Failures and triumphs on the road to broadband ubiquity

It's been an interesting year for broadband in the United States. While new networks are being built out or have already been completed and services turned up, some builds haven't even gotten off the ground. In the midst of the drive to provide high speed services to every corner of the nation, both public and private entities are struggling with disruptive elements like competition, ongoing innovation, and ever-increasing consumer demand for services that are far from ubiquitous.

Over the last few months, FierceTelecom took a closer look at a few of the ingredients in the broadband stimulus stew. We covered efforts to implement--or conversely, control or ban--municipal broadband networks. We looked at the possibility of finding and repurposing older fiber networks laid down in the 1990s and 2000s and forgotten. We looked at the federal government's mapping efforts and what their latest maps revealed about the progress of stimulus. We looked at alternative mapping sources cropping up to meet the specific needs of providers and business customers. And we looked at failures and missteps in the buildout.

Some of what we found was enlightening and opened up new possibilities in getting broadband into more homes and small businesses, particularly in rural areas. Much of it was not surprising or unknown, but some of the activities around federally-funded network buildouts are baffling and frustrating.

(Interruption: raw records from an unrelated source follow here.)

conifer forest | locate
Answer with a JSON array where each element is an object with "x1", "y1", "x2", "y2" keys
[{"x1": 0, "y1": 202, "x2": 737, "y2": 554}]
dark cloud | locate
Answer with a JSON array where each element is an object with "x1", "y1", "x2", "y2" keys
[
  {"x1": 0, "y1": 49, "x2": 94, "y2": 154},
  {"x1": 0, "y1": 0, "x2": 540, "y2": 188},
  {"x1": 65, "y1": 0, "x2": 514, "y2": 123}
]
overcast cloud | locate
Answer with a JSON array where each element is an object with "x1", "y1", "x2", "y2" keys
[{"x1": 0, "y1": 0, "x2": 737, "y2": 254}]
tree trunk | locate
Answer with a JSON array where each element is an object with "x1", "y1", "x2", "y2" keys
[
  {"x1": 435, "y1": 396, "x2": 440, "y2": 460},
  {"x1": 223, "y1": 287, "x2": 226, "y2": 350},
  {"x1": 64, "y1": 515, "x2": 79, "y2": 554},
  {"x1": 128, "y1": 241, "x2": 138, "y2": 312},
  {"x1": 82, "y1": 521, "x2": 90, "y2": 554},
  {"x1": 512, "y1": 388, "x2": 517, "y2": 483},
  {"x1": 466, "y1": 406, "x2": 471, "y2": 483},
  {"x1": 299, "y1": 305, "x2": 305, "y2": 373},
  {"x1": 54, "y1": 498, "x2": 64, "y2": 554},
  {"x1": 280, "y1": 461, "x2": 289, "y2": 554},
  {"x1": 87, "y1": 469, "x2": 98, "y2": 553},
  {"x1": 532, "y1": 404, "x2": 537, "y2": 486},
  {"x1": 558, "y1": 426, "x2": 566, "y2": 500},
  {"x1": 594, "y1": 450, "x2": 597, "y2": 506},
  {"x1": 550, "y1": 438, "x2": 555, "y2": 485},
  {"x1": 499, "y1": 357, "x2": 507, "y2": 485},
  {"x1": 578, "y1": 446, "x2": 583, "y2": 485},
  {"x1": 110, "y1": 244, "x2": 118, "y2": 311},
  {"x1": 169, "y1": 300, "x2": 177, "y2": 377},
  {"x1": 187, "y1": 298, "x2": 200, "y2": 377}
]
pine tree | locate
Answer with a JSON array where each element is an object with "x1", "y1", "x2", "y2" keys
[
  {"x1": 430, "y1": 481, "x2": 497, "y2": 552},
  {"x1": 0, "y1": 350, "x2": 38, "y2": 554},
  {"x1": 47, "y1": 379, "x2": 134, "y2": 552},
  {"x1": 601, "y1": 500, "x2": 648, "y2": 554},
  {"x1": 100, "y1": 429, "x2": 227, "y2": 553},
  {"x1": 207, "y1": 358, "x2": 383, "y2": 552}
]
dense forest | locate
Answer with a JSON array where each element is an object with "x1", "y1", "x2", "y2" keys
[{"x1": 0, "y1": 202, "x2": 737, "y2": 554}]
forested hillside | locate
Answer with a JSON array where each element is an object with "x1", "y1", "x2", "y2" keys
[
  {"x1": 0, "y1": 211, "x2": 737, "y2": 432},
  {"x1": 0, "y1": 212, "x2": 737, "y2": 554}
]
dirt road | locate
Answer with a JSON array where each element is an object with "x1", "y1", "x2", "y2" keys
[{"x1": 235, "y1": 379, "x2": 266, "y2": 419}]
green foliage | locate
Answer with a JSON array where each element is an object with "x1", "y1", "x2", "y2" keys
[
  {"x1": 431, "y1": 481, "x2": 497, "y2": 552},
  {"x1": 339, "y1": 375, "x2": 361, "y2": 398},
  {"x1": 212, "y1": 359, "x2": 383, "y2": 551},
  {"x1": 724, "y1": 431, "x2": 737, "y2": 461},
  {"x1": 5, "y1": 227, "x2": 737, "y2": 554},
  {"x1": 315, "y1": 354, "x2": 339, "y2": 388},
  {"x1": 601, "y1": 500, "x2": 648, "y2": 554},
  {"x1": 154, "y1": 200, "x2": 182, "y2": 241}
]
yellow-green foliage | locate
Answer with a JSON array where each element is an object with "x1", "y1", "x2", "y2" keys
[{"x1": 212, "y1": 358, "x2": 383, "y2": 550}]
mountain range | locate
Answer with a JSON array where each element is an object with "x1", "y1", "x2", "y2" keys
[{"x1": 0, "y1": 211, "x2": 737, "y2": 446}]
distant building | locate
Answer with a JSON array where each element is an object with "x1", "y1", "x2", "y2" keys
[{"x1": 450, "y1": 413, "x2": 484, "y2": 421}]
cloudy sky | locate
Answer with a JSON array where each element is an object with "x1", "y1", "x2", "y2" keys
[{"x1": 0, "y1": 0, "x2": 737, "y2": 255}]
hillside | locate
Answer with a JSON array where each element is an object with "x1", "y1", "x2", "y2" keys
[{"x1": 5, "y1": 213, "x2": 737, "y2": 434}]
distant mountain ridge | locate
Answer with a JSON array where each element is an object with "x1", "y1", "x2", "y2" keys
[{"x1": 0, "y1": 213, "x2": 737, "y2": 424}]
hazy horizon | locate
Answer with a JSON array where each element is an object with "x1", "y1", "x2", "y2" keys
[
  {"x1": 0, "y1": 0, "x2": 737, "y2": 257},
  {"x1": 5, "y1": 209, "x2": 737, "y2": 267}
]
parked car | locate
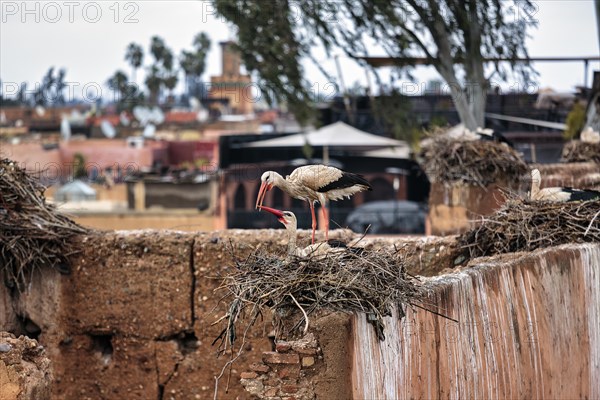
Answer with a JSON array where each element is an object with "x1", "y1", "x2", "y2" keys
[{"x1": 346, "y1": 200, "x2": 427, "y2": 233}]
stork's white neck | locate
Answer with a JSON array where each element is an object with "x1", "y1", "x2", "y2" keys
[
  {"x1": 285, "y1": 223, "x2": 298, "y2": 256},
  {"x1": 273, "y1": 171, "x2": 290, "y2": 192}
]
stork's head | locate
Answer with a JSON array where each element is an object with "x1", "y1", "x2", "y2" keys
[
  {"x1": 256, "y1": 171, "x2": 275, "y2": 210},
  {"x1": 259, "y1": 206, "x2": 298, "y2": 229}
]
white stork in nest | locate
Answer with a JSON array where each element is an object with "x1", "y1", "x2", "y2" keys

The falters and failures in broadband stimulus--Louisiana's loss of its $80.5 million funding last year being the biggest example thus far--are disheartening. Some are unresolved: in the past month, several local administrations in the north central Florida area, including Bradford County, the city of Perry, and Taylor County voted to drop out of the North Florida Broadband Authority. That organization's $30 million grant was reinstated in March, after addressing allegations of waste and conflicts of interest, and while the NFBA says the local governments' participation isn't integral to the project, their resignation is a clear signal of displeasure at how the middle mile network build is being managed.

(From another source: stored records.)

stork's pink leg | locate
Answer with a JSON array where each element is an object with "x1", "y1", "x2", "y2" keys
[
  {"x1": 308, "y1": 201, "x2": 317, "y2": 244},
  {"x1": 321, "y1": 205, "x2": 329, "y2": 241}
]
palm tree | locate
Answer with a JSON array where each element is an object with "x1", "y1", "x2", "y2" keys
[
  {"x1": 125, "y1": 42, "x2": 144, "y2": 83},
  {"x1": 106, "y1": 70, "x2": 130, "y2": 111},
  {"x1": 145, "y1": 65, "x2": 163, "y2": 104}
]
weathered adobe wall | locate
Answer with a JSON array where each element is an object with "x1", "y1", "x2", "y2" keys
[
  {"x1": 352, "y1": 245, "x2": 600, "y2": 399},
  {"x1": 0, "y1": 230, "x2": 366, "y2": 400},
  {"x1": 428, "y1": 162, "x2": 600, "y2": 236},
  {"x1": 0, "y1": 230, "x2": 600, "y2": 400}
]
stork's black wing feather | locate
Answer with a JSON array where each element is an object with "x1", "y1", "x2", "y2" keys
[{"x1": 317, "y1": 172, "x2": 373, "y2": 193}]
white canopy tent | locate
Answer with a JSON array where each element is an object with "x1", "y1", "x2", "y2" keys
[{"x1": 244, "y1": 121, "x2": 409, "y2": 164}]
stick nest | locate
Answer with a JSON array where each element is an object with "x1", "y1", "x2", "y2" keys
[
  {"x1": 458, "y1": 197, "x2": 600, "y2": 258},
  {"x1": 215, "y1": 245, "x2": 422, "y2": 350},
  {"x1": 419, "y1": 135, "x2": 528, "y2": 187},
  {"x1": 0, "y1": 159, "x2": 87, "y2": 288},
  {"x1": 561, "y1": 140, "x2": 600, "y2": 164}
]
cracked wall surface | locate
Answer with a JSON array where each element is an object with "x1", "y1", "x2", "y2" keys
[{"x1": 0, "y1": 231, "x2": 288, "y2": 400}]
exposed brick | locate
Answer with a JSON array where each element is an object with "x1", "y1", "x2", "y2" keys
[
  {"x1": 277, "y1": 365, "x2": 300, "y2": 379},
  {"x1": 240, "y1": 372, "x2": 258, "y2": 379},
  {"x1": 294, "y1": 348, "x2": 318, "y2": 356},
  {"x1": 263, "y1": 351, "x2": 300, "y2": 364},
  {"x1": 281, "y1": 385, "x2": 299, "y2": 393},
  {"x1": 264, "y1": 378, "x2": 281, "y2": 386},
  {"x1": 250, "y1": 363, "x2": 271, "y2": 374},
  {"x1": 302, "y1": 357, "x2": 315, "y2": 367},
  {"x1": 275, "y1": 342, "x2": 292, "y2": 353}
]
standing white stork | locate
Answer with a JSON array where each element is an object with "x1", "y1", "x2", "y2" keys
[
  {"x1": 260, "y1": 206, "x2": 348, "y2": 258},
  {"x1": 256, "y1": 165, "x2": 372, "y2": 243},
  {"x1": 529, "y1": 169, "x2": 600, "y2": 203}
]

Still, efforts to build truly high speed, future-proof networks are moving forward, through both nonprofit organizations as well as private companies that are staking their future profitability on network builds--not just fiber, but hybrid networks featuring coax and fiber, like those being built by MSOs like Comcast. Upgrading the capacity of copper has enabled Ethernet over Copper services to remain viable and will extend the service life of the existing copper network.

What broadband projects are seeing success? Here are three worth noting:

  • Chattanooga's EPB Fiber, a 1 Gbps fiber network serving residents, businesses and local government, is operating at a profit, chalking up $57.3 million in revenue last year.
  • Vermont Telephone is in the process of building out a hybrid wireline/wireless network that will bring 1 Gbps speeds and 4G/LTE services to 15,000 customers in the southern part of the state this year. That's in addition to its ongoing 100G deployment.
  • OneCommunity is operating a 1,400 route mile open access network in Ohio that serves public buildings and leases capacity to private providers like Tier 2 carriers--a concept that has kept the nonprofit's network infrastructure growing.

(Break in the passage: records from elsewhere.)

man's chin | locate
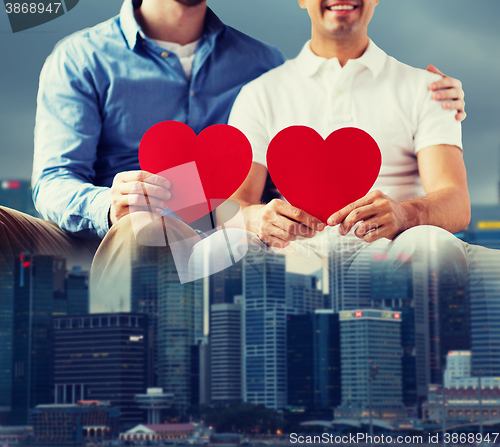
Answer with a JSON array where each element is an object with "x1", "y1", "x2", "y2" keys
[{"x1": 175, "y1": 0, "x2": 206, "y2": 6}]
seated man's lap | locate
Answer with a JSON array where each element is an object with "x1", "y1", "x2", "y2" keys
[{"x1": 0, "y1": 207, "x2": 100, "y2": 271}]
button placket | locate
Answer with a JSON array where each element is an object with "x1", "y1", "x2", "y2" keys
[{"x1": 330, "y1": 67, "x2": 354, "y2": 123}]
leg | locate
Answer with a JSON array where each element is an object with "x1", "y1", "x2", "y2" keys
[
  {"x1": 0, "y1": 207, "x2": 100, "y2": 272},
  {"x1": 91, "y1": 213, "x2": 200, "y2": 312}
]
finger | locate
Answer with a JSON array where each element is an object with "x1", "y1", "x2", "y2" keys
[
  {"x1": 354, "y1": 217, "x2": 384, "y2": 239},
  {"x1": 266, "y1": 225, "x2": 297, "y2": 242},
  {"x1": 261, "y1": 234, "x2": 290, "y2": 248},
  {"x1": 128, "y1": 206, "x2": 162, "y2": 214},
  {"x1": 430, "y1": 76, "x2": 462, "y2": 91},
  {"x1": 339, "y1": 204, "x2": 377, "y2": 235},
  {"x1": 443, "y1": 99, "x2": 465, "y2": 112},
  {"x1": 125, "y1": 182, "x2": 172, "y2": 200},
  {"x1": 117, "y1": 171, "x2": 171, "y2": 189},
  {"x1": 123, "y1": 194, "x2": 168, "y2": 209},
  {"x1": 363, "y1": 225, "x2": 395, "y2": 243},
  {"x1": 328, "y1": 195, "x2": 373, "y2": 226},
  {"x1": 277, "y1": 201, "x2": 325, "y2": 231},
  {"x1": 271, "y1": 214, "x2": 316, "y2": 239},
  {"x1": 432, "y1": 87, "x2": 465, "y2": 104},
  {"x1": 427, "y1": 65, "x2": 446, "y2": 76}
]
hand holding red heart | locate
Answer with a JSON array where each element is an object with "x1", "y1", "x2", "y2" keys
[
  {"x1": 109, "y1": 171, "x2": 171, "y2": 226},
  {"x1": 328, "y1": 191, "x2": 415, "y2": 242},
  {"x1": 247, "y1": 199, "x2": 326, "y2": 248}
]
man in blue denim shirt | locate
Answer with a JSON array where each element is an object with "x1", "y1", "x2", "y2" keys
[{"x1": 0, "y1": 0, "x2": 465, "y2": 288}]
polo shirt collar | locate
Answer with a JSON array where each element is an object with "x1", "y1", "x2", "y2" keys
[
  {"x1": 120, "y1": 0, "x2": 144, "y2": 50},
  {"x1": 296, "y1": 39, "x2": 387, "y2": 78},
  {"x1": 120, "y1": 0, "x2": 226, "y2": 50}
]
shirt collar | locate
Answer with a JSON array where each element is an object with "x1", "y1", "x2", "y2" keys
[
  {"x1": 120, "y1": 0, "x2": 225, "y2": 49},
  {"x1": 296, "y1": 39, "x2": 387, "y2": 78}
]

While both phases of the federal government's broadband stimulus awards have passed, more funding looks to be on the way through different paths. The FCC, for example, last week announced a $300 million funding phase as part of its new Connect America Fund, which aims to connect all Americans to broadband by 2020.

Over the next year, it will be interesting to watch the direction broadband takes in the United States. With fiber networks still an expensive proposition--Verizon halted its FiOS builds last year, for example--and demand for higher speeds on 3G and 4G devices growing, providers are looking at different network configurations. ACG Research analyst Michael Kennedy predicts that a two-tier broadband market will develop, with wireline operators slowly moving to FTTP service and wireless broadband becoming a dominant part of the market.